Validation Loss Curve During Training of the Value Function: We provide the validation loss versus the number of training steps for the value function in Figure 3. As shown, the training of the value function is very smooth, indicating its reliability.
Dear reviewers:
We would like to present additional results using the Llama3 7B model on the SHP dataset. The table below shows the results. As we can see, RE-Control continues to work well on Llama3.
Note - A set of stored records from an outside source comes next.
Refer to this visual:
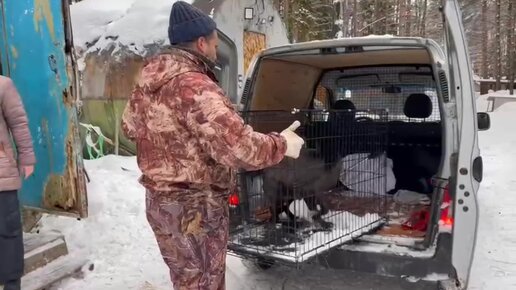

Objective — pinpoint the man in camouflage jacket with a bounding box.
[122,2,303,290]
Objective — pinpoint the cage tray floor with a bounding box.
[230,211,385,263]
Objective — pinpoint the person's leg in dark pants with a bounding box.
[0,191,24,290]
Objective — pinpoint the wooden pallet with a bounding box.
[22,233,88,290]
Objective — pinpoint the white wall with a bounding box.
[213,0,288,95]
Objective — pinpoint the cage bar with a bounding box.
[229,110,388,264]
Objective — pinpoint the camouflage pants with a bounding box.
[146,191,229,290]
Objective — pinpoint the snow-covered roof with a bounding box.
[70,0,193,55]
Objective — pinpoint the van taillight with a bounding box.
[439,185,453,226]
[228,193,240,207]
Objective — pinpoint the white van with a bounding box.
[229,0,490,289]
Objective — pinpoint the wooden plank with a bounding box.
[21,256,88,290]
[24,237,68,273]
[22,208,43,233]
[23,233,64,253]
[244,31,267,73]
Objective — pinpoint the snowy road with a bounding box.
[41,100,516,290]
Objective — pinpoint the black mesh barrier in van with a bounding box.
[320,65,440,123]
[229,110,392,264]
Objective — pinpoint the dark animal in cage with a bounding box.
[263,149,342,229]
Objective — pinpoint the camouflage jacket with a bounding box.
[122,48,286,196]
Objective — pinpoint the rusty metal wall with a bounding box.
[0,0,87,217]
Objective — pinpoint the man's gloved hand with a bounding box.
[280,121,305,159]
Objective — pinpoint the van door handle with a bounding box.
[472,156,484,182]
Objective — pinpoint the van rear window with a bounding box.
[314,66,440,122]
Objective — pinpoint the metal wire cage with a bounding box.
[229,110,388,264]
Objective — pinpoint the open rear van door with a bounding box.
[443,0,482,288]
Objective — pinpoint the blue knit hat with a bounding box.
[168,1,217,45]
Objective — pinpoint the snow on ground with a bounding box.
[40,96,516,290]
[470,97,516,290]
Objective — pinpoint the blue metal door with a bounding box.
[0,0,87,217]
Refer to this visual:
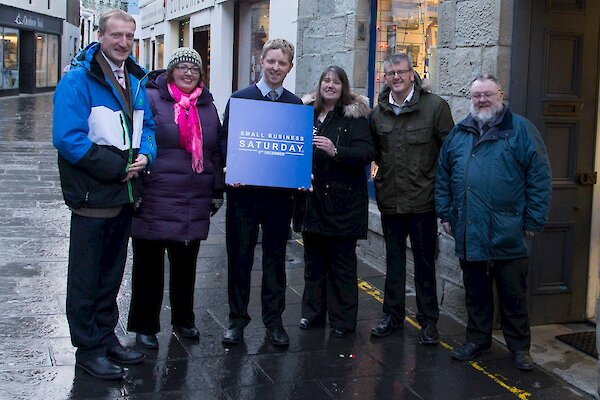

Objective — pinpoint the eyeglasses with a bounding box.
[384,69,410,78]
[175,64,200,75]
[471,90,500,100]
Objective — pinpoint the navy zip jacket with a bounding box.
[435,110,552,261]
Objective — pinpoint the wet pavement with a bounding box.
[0,94,593,400]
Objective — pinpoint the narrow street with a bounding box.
[0,94,592,400]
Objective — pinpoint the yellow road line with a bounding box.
[296,239,531,400]
[358,278,531,400]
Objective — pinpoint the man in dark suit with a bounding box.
[223,39,302,347]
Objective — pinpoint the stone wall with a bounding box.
[296,0,369,95]
[426,0,514,320]
[433,0,514,121]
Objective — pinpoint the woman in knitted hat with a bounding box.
[127,47,224,349]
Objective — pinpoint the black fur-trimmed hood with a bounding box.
[302,93,371,118]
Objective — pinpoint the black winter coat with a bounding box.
[303,95,375,238]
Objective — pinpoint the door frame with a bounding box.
[509,0,600,321]
[586,78,600,321]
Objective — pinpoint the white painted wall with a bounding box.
[210,1,233,118]
[269,0,298,93]
[60,21,81,69]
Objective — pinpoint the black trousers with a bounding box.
[127,239,200,335]
[225,187,293,328]
[302,233,358,330]
[381,212,440,326]
[460,257,531,351]
[66,206,132,361]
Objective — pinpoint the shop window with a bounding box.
[249,1,269,84]
[156,35,165,69]
[35,33,59,88]
[373,0,444,101]
[144,39,152,71]
[0,27,19,89]
[35,33,48,87]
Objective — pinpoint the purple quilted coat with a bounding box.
[131,71,224,242]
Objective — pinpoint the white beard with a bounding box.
[470,103,502,124]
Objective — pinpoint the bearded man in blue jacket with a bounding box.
[52,10,156,379]
[435,75,552,371]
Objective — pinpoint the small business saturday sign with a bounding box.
[225,98,313,189]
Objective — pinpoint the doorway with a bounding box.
[510,0,600,325]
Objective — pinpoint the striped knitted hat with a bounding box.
[167,47,202,71]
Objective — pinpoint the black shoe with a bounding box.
[106,344,146,365]
[450,342,489,361]
[331,328,352,338]
[266,326,290,347]
[173,325,200,340]
[135,333,158,350]
[75,356,125,379]
[221,325,244,344]
[298,318,325,329]
[419,325,440,346]
[298,318,310,329]
[371,314,404,337]
[513,350,533,371]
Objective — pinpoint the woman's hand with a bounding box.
[313,135,337,157]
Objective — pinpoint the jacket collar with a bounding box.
[457,105,513,139]
[71,42,146,81]
[302,92,371,118]
[377,71,425,114]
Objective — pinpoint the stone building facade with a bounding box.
[296,0,600,342]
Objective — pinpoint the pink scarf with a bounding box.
[167,82,204,173]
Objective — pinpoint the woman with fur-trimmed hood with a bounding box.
[300,66,375,337]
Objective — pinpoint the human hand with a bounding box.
[121,171,139,183]
[442,222,454,236]
[127,154,148,173]
[313,135,337,157]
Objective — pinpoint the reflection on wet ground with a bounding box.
[0,94,591,400]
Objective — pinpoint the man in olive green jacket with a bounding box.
[371,53,454,345]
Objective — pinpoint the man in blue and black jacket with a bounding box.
[52,10,156,379]
[435,75,552,371]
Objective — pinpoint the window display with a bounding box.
[374,0,443,101]
[0,27,19,89]
[249,0,269,85]
[35,33,48,87]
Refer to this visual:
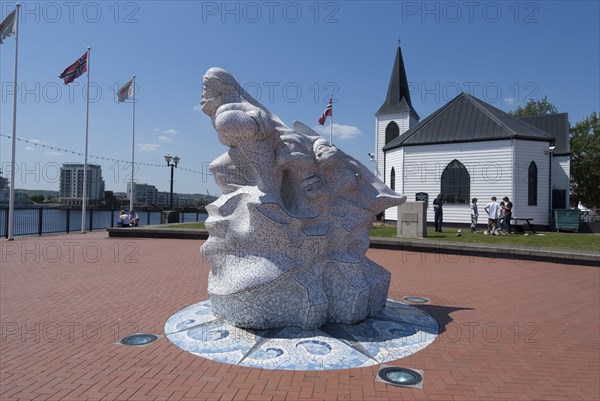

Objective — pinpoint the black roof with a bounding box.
[375,47,419,120]
[383,92,552,151]
[521,113,571,156]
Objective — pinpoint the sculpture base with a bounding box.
[164,300,438,370]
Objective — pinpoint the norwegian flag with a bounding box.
[319,97,333,125]
[58,52,87,85]
[117,78,135,103]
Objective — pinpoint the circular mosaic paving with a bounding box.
[165,300,438,370]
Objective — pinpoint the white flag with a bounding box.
[0,10,17,44]
[117,78,134,103]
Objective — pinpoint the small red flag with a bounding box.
[58,52,87,85]
[319,97,333,125]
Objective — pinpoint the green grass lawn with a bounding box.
[161,223,600,251]
[370,226,600,251]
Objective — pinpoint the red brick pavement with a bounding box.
[0,232,600,401]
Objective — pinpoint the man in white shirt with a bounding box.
[483,196,500,235]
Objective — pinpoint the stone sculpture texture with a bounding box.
[201,68,406,329]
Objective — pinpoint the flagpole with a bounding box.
[329,93,333,145]
[129,75,136,212]
[81,46,92,234]
[7,3,21,241]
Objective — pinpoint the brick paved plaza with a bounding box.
[0,232,600,401]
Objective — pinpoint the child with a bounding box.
[471,198,479,233]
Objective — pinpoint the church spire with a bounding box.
[375,43,419,120]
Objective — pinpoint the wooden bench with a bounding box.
[510,217,537,234]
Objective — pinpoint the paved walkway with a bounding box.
[0,232,600,401]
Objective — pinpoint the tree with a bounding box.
[571,113,600,208]
[508,96,558,117]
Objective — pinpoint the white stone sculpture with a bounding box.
[201,68,406,329]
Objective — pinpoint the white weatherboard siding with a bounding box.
[552,156,571,208]
[385,140,516,224]
[513,140,550,225]
[385,148,404,220]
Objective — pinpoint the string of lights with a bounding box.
[0,134,206,174]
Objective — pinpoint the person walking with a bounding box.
[483,196,500,235]
[471,198,479,233]
[502,196,512,234]
[433,192,444,233]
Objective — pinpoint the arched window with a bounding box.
[385,121,400,145]
[527,162,537,206]
[441,159,471,203]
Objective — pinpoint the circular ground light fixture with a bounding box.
[377,366,423,387]
[119,333,158,345]
[403,297,429,304]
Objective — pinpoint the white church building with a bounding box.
[375,48,570,226]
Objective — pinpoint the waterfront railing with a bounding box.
[0,207,207,238]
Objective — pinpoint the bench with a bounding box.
[510,217,537,234]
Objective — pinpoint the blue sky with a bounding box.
[0,1,600,194]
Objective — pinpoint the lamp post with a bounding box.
[165,154,181,210]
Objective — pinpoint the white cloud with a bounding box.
[313,123,362,140]
[138,143,160,152]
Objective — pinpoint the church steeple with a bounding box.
[375,46,419,121]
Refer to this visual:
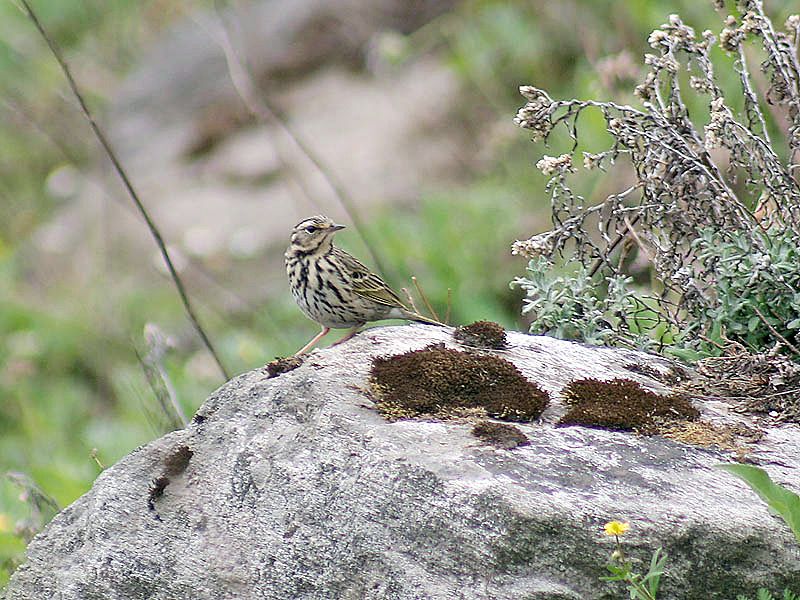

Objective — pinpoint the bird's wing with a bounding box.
[334,248,408,310]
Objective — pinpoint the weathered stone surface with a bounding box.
[7,325,800,600]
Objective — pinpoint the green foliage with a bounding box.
[717,464,800,542]
[736,588,800,600]
[511,256,655,349]
[600,548,667,600]
[681,228,800,351]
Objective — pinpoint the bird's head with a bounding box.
[289,215,344,254]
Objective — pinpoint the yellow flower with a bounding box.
[603,521,631,535]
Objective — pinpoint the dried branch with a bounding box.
[20,0,230,381]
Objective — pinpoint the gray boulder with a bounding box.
[7,325,800,600]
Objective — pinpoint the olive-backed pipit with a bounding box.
[286,215,442,356]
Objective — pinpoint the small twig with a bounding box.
[19,0,230,380]
[411,277,439,321]
[589,213,641,279]
[753,305,800,356]
[623,215,655,265]
[89,448,106,471]
[400,288,420,314]
[207,8,386,274]
[133,345,187,433]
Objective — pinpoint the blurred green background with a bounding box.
[0,0,791,587]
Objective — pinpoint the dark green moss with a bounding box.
[164,445,194,477]
[267,356,303,377]
[371,344,549,421]
[559,379,700,434]
[472,420,531,450]
[453,321,508,350]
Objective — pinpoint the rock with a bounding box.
[7,325,800,600]
[30,0,468,300]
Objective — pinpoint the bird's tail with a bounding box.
[404,310,447,327]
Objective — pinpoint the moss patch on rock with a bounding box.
[267,356,303,378]
[472,420,531,450]
[559,379,700,435]
[370,344,550,421]
[453,321,508,350]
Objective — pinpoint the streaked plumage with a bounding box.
[286,215,441,354]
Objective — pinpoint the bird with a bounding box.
[285,215,444,356]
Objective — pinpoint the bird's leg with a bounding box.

| Model | Diversity ↑ | Coherence ↑ | Average Reward ↑ | Win Rate (%) ↑ |
|---|---|---|---|---|
| Prompting | 0.878 | 0.672 | 0.878 | 55.3 |
| Static RE + Prompting | 0.871 | 0.669 | 0.892 | 57.0 |
| CD + Prompting | 0.874 | 0.664 | 0.903 | 61.6 |
| CD Prefix + Prompting | 0.869 | 0.668 | 0.907 | 62.3 |
| Ours + Prompting | 0.876 | 0.671 | 0.921 | 65.6 |
Table. Performance comparison between RE-Control and other test-time alignment approaches on SHP using Llama3 7B as the backbone. The win rate is evaluated by GPT-4 as the rate at which the model's response is rated better than the preferred response in the dataset. CD is an alias for ARGS.
This paper presents RE-CONTROL, a novel method for aligning Large Language Models (LLMs) with human objectives. It diverges from traditional fine-tuning approaches by introducing external control signals into the hidden states of a pre-trained LLM during test time. The method views the LLM as a discrete-time stochastic dynamical system and leverages control theory to train a value function on the hidden states. This allows for the optimization of control signals at test time, dynamically influencing the model's output.
The main contribution is the innovative use of control theory for LLM alignment. By treating LLMs as dynamical systems, the authors open a new avenue for influencing model behavior without modifying the underlying model parameters. This approach proves less resource-intensive than fine-tuning while offering more flexibility compared to prompting or guided decoding. Empirical results demonstrate the effectiveness and efficiency of RE-CONTROL. The paper is well-written.
Reviewers have raised concerns about complexity, runtime efficiency, dependencies on value functions, and limited scope. The rebuttal has provided extensive clarification and new results, addressing most of the questions. Therefore, I recommend to accept this paper.
For camera-ready, I strongly recommend the authors to include their new text and results, especially those about runtime efficiency analysis. Authors should also proofread and fix the typos in their formulas.